Lebanese President Michel Aoun said Israel's use of its air force to target
Lebanese villages "is the first of its kind since 2006 and indicated the
presence of aggressive, escalatory intentions" against Lebanon. In a statement,
he said Lebanon would submit a complaint to the United Nations.
Israel and the Lebanese militant group Hezbollah fought a devastating,
monthlong war in 2006 which killed some 1,200 Lebanese, mostly civilians, and
around 160 Israelis, mostly soldiers. The war failed to neutralize the group's
rocket threat, and Israeli officials say Hezbollah's improved missile arsenal
is now capable of striking virtually anywhere in the country.
No one has claimed responsibility for the rocket fire from Lebanon, and
Hezbollah has not commented. The Hezbollah-owned Al-Manar TV reported the
Israeli strikes at around 2 a.m. Thursday, saying they hit an empty area in the
Mahmoudiya Village in Marjayoun district.
Avichai Adraee, the Israeli army's Arabic-language spokesman, said the
Lebanese government is responsible for what happens on its territories and
warned against more attacks on Israel from south Lebanon.
Three rockets were fired from Lebanon into Israeli territory Wednesday and
the army responded with sustained artillery fire, Israel's military said.

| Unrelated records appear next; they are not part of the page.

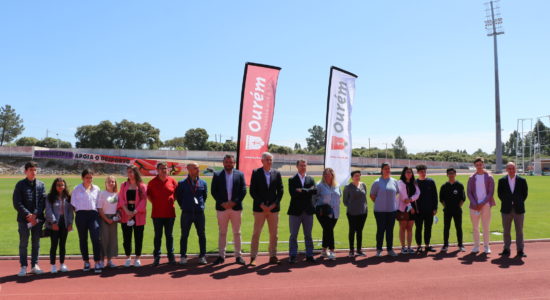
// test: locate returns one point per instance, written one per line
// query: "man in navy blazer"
(229, 190)
(512, 192)
(300, 210)
(266, 188)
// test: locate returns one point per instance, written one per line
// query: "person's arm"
(41, 201)
(50, 216)
(434, 196)
(18, 201)
(280, 189)
(442, 195)
(292, 188)
(373, 191)
(149, 192)
(253, 184)
(241, 187)
(525, 190)
(346, 195)
(205, 191)
(141, 206)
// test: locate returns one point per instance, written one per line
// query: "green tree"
(130, 135)
(509, 148)
(196, 138)
(27, 141)
(175, 143)
(11, 124)
(273, 148)
(399, 149)
(50, 142)
(316, 139)
(96, 136)
(229, 145)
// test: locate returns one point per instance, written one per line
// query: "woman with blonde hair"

The
announcement came after sirens sounded in northern Israel warning of a possible
rocket attack. Two rockets landed inside Israeli territory, the army said.

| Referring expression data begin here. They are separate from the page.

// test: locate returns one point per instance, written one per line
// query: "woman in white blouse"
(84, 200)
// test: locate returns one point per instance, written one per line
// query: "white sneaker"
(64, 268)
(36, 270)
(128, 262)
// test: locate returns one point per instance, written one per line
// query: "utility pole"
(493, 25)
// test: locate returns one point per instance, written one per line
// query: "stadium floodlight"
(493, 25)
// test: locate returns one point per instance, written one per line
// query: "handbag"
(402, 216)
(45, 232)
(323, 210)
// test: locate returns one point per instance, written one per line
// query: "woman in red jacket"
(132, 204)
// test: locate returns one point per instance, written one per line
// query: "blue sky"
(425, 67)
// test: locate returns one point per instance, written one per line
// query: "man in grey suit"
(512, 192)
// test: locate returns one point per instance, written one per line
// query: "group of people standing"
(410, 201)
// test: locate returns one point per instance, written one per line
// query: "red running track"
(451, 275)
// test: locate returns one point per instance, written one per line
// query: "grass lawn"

Channel 12 reported that one rocket exploded in an open area and another was
intercepted by Israel's defense system, known as the Iron Dome. Israeli media
reported that the incoming rockets started fires near Kiryat Shmona, a
community of about 20,000 people near the Lebanese border.
The Lebanese military reported 92 artillery shells fired by Israel on
Lebanese villages as a result of the rocket fire from Lebanon. It said the
Israeli artillery shelling resulted in a fire in the village of Rashaya
al-Fukhar. In a statement, the Lebanese army also said it was conducting
patrols in the border region and had set up a number of checkpoints and opened
an investigation to determine the source of the rocket fire.
There have been several similar incidents in recent months.
U.S. State Department spokesman Ned Price condemned the rocket fire from
"Israel has the right to defend itself against such attacks," he told
reporters in Washington, adding that the U.S. would remain engaged with
partners "in the region in an effort to de-escalate the situation."
At the United Nations, spokesman Stephane Dujarric said the U.N.
peacekeeping mission in Lebanon, known as UNIFIL, was aware of the rocket fire
and Israel's artillery response. He said the UNIFIL commander, Maj. Gen.
Stefano Del Col, appealed for a cease-fire and urged both sides to "exercise
maximum restraint to avoid further escalation."